Note de conjoncture janvier 2010

Download

RESUME

Après une décroissance en 2009, l’économie mondiale devrait renouer avec l’expansion en 2010. Selon la plupart des prévisions économiques, la profonde récession qui a frappé l’ensemble des pays de l’OCDE, l’an dernier, est terminée et le retour à la normale est amorcé dans les principales économies de la zone, au cours de la seconde moitié de 2009. En effet, le Fonds Monétaire International (FMI) et la Banque Mondiale (BM) annoncent respectivement, pour 2010, des taux de croissance de 3,9% et de 2,7%, après -0,8% et -2,2% en 2009.

Les prix à la consommation observent, depuis novembre 2009, une tendance à la hausse dans la plupart des pays avancés, après sept mois successifs de déflation, du fait de la récente progression des cours de certains produits et services divers, liée au redressement de l’activité économique mondiale.

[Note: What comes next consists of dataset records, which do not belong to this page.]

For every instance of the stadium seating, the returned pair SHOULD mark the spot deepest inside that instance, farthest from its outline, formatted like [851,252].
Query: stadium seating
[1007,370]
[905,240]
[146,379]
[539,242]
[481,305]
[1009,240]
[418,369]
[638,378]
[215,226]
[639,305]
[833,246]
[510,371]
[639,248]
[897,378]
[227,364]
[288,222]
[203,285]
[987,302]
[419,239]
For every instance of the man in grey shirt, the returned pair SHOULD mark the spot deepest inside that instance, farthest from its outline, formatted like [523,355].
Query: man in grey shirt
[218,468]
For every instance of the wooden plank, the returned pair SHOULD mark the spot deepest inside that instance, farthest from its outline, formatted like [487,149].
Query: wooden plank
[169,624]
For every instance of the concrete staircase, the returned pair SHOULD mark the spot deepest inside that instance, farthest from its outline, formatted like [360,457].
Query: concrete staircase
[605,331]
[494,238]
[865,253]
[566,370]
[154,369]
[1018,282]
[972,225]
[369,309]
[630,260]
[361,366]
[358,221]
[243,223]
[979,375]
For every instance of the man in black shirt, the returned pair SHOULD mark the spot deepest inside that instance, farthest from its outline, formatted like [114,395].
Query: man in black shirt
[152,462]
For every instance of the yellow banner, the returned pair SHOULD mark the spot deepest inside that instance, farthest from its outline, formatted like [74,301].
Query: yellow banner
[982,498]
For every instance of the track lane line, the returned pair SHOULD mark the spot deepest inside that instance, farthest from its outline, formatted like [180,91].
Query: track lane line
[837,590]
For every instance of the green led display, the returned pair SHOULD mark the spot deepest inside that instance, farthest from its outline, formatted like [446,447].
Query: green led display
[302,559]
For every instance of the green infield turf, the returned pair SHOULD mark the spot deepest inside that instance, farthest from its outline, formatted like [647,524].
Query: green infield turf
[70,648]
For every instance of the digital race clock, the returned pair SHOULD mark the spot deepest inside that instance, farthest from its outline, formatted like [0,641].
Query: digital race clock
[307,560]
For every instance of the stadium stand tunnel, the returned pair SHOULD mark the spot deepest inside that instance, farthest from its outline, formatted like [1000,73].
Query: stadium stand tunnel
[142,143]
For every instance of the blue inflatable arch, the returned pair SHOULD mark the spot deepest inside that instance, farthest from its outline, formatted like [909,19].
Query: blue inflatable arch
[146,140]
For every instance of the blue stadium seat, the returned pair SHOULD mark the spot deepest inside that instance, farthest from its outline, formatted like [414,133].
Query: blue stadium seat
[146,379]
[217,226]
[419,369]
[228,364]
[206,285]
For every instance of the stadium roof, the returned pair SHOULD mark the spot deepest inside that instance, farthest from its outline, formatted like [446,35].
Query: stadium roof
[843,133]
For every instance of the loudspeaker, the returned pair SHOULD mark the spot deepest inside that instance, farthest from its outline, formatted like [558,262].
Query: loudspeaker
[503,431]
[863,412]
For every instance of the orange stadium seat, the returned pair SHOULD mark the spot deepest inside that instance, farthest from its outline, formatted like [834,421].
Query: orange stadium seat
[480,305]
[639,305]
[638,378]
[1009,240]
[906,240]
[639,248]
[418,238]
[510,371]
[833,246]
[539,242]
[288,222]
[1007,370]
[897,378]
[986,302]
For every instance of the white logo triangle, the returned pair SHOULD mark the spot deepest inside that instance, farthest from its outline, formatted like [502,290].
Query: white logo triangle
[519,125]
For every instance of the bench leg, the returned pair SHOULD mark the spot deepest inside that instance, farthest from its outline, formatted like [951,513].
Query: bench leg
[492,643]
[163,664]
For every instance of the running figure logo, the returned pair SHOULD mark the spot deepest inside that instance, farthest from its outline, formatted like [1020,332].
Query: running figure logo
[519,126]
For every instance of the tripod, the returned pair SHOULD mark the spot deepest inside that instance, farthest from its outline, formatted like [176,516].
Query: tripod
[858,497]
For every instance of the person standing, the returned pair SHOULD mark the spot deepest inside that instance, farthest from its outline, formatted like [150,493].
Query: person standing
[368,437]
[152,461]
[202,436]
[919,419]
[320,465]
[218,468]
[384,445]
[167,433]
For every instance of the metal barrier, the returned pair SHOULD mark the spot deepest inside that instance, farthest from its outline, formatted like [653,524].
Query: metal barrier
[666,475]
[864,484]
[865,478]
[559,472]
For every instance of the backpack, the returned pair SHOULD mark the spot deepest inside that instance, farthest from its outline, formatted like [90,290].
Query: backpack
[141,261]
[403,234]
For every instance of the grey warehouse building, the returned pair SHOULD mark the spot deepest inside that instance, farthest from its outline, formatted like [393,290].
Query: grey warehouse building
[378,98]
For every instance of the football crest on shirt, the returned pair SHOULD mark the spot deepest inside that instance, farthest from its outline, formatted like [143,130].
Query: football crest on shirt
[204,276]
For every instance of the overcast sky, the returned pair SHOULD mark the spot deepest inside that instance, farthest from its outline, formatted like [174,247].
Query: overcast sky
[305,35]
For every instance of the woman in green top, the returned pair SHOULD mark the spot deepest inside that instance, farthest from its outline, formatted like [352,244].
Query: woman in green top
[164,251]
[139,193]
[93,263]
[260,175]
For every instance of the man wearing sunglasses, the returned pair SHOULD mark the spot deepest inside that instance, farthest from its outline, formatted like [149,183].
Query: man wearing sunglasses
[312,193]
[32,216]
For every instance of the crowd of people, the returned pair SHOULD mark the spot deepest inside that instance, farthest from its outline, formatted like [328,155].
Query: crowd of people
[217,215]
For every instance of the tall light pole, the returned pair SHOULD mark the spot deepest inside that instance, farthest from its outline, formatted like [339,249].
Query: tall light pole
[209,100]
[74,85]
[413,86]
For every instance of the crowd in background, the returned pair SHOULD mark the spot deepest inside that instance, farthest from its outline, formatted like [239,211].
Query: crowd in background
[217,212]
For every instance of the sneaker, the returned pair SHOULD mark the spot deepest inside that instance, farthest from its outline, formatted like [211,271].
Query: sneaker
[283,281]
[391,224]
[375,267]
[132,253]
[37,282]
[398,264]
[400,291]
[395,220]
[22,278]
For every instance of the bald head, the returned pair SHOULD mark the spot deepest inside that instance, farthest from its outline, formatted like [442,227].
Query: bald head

Les marchés monétaires et financiers internationaux se sont stabilisés et amorcent, à présent, un mouvement de redressement partout dans le monde. Sur les marchés des taux d’intérêt, les principales banques centrales maintiennent toujours leur taux de financement à de très faibles niveaux, bien que certaines d’entre elles aient amorcé un resserrement ou manifesté l’intention de le faire prochainement.

Sur le marché des matières premières, la tendance des prix est globalement haussière, en janvier 2010, portée par les perspectives de la reprise de l’économie mondiale et confortée par la spéculation. Toutefois, des disparités persistent dans l’évolution des prix de certains produits.

L’activité économique internedu mois de janvier 2010, mesurée par l’Indice Général d’Activité (IGA), proxy du PIB hors agriculture, a enregistré, en janvier 2010, une baisse de 13,6% par rapport au mois de décembre 2009. Cette évolution, attendue en raison de la forte hausse observée en décembre 2009, est consécutive à la baisse observée dans la quasi-totalité des secteurs, à l’exception du sous-secteur de l’élevage, qui a enregistré une croissance de 10,2%. Au niveau du secondaire, les autres industries, l’énergie et les activités extractives ont enregistré des évolutions négatives. Dans le secteur tertiaire, la baisse concerne, à la fois, les activités commerciales et les services. Cependant, en glissement annuel, il ressort croissance de l’IGA de 5,4%. Hormis la baisse relevée dans le sous-secteur de l’élevage, tous les autres secteurs ont enregistré des résultats appréciables. Le secteur secondaire a enregistré une croissance de 13,4%. Le sous-secteur de la pêche a maintenu un bon rythme d’activité, qui s’est traduit par une hausse de 5,1%. Quant aux activités du secteur tertiaire, elles sont restées stables.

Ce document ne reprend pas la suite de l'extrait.